U.S. lawmakers have proposed fines of at least 10% per transaction to curb insider activity in prediction markets, marking a direct attempt to limit financial incentives tied to nonpublic government information. The bill reflects rising concern that these platforms may expose policy decisions to speculative trading advantages.
Representatives Adrian Smith and Nikki Budzinski introduced the Preventing Real-time Exploitation and Deceptive Insider Congressional Trading Act on Wednesday. The bipartisan proposal would bar federal officials, including members of Congress and senior employees, from trading contracts linked to elections, legislation, or government actions. The restrictions extend to spouses and dependent children, with profits subject to forfeiture and directed to the U.S. Treasury.
Can Prediction Markets Avoid Insider Information Risks?
The proposal follows increased scrutiny of trading activity on platforms such as Polymarket and Kalshi, where contracts track real-world events. Onchain analysis from Bubblemaps identified accounts with success rates exceeding 90% on geopolitical bets, including military developments.
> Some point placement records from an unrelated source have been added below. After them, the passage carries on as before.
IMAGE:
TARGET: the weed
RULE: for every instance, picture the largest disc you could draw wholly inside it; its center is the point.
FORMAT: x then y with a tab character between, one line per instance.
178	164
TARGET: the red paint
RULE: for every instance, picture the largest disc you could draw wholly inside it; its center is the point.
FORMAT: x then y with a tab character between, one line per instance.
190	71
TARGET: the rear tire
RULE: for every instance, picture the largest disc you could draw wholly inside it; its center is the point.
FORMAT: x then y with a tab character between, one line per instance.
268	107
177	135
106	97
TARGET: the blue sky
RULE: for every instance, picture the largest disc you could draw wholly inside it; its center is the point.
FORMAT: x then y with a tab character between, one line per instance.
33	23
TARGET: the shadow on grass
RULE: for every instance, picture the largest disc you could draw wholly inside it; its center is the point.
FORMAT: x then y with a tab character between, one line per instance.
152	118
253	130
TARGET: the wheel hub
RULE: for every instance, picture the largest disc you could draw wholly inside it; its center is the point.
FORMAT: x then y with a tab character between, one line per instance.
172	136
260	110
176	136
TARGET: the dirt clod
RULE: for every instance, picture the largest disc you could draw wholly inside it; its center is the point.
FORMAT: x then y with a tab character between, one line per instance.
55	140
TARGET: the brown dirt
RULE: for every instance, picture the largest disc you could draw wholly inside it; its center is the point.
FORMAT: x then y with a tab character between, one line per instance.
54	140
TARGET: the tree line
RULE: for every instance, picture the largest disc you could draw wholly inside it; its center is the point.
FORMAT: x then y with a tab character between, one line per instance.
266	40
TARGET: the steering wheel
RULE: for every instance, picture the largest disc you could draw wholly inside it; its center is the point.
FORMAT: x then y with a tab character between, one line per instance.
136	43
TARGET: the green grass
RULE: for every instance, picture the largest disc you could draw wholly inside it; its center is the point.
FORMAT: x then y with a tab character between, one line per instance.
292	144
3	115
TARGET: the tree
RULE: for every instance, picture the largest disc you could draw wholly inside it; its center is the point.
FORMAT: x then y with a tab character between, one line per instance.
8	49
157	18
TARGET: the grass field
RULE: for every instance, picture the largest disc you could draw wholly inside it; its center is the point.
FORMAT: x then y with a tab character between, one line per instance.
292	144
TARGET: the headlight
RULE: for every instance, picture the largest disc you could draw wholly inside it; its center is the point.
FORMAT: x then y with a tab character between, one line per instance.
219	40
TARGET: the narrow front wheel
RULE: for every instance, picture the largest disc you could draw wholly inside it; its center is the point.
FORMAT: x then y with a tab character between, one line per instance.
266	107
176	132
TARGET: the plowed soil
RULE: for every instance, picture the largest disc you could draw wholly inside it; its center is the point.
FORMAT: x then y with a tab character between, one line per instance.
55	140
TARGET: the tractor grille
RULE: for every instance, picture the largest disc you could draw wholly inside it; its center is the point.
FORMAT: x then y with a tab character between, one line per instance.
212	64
Reported profits approached $1 million across multiple accounts, raising concerns about potential access to privileged information.
Smith framed the issue as a conflict of interest, stating, “Serving the American people is a privilege, not a pathway to profit.”
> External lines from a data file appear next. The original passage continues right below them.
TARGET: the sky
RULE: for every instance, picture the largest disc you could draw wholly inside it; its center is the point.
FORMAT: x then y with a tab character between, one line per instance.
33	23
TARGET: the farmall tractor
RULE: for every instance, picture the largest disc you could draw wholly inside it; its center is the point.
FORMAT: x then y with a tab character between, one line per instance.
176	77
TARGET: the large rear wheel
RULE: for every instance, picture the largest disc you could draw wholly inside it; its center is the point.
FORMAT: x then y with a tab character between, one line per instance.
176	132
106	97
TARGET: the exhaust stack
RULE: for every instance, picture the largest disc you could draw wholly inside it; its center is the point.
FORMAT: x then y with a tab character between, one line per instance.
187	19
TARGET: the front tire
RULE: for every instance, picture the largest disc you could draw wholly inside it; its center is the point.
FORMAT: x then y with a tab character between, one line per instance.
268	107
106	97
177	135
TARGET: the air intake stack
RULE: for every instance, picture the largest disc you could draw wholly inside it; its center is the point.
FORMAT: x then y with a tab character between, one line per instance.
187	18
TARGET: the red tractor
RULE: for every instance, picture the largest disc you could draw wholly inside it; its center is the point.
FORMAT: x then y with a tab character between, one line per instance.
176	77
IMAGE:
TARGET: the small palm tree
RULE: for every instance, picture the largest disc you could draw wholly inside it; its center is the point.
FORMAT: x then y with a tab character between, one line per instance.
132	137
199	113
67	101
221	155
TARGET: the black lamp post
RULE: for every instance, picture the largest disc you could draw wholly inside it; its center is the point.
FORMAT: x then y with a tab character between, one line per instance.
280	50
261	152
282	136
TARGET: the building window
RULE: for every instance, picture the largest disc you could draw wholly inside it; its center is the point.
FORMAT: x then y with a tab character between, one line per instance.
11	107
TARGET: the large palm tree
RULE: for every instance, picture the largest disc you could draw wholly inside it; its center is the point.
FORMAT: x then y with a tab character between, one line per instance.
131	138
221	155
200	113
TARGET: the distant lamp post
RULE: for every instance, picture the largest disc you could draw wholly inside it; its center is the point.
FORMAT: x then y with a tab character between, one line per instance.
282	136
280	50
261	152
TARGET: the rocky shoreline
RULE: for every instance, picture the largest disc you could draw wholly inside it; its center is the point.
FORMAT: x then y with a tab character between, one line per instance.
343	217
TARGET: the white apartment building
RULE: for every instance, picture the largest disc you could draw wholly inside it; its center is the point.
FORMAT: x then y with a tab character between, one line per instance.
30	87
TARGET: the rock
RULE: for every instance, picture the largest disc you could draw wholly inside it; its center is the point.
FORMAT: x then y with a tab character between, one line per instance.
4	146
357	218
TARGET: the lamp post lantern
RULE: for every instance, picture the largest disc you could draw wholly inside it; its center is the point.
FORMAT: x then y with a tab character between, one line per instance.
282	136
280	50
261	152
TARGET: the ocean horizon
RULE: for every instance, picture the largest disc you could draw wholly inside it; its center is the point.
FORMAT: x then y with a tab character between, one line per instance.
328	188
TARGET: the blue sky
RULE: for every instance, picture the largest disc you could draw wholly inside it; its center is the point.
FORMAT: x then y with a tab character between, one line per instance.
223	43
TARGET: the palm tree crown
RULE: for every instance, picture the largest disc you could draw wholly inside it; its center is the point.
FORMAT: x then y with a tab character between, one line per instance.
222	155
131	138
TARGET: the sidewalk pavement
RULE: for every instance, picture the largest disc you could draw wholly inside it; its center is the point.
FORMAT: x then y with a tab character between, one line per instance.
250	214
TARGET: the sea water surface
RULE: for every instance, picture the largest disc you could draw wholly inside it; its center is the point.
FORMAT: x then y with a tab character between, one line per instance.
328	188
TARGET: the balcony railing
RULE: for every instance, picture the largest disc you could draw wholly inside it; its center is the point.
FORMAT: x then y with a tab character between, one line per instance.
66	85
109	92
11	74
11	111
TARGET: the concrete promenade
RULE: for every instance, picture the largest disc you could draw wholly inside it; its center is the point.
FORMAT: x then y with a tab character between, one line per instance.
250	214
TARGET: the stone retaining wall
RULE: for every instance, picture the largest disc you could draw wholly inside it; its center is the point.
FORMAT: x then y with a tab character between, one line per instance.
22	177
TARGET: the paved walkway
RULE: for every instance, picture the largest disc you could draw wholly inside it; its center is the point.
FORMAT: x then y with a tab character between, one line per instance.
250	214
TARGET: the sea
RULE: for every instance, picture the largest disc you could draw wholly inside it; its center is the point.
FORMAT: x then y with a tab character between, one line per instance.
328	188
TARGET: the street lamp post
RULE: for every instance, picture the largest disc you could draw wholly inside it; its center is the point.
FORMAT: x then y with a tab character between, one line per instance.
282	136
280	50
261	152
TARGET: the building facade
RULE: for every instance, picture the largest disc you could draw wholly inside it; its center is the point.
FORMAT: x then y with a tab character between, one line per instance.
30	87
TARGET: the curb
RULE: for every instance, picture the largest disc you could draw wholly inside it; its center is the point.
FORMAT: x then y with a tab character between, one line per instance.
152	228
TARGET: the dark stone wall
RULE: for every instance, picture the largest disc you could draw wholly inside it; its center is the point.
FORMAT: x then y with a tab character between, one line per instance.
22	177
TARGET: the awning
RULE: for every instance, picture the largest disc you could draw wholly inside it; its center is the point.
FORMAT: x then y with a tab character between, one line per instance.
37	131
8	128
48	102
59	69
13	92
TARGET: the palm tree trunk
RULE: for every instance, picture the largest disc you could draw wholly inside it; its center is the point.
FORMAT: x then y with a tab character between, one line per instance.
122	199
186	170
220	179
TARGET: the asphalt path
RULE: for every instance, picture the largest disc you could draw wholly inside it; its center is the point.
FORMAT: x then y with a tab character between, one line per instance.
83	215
BREAKING: 🇺🇸 🇮🇷 🇮🇱 Someone made ~$1,000,000 betting on US & Israeli strikes for the last TWO YEARS with near-perfect accuracy using 7 connected Polymarket accounts 🧵 pic.twitter.com/eDKiNKNLMF
— Bubblemaps (@bubblemaps) March 24, 2026
Lawmakers argue that officials with access to policy or intelligence data could influence or benefit from market outcomes. Yet no direct link between government insiders and recent high-performing accounts has been publicly established. But does the perception of insider advantage alone threaten the credibility of these markets?
Regulatory pressure is already building. The Commodity Futures Trading Commission (CFTC) has signaled plans to define federal rules for prediction markets, while some states have increased enforcement activity. Platforms have responded by tightening controls and removing certain markets following public criticism.
The PREDICT Act adds legislative weight to this oversight push, targeting a structural gap rather than individual actors. Market participants will now watch whether Congress advances the bill alongside broader CFTC rulemaking, which could determine how prediction markets operate within U.S. financial law.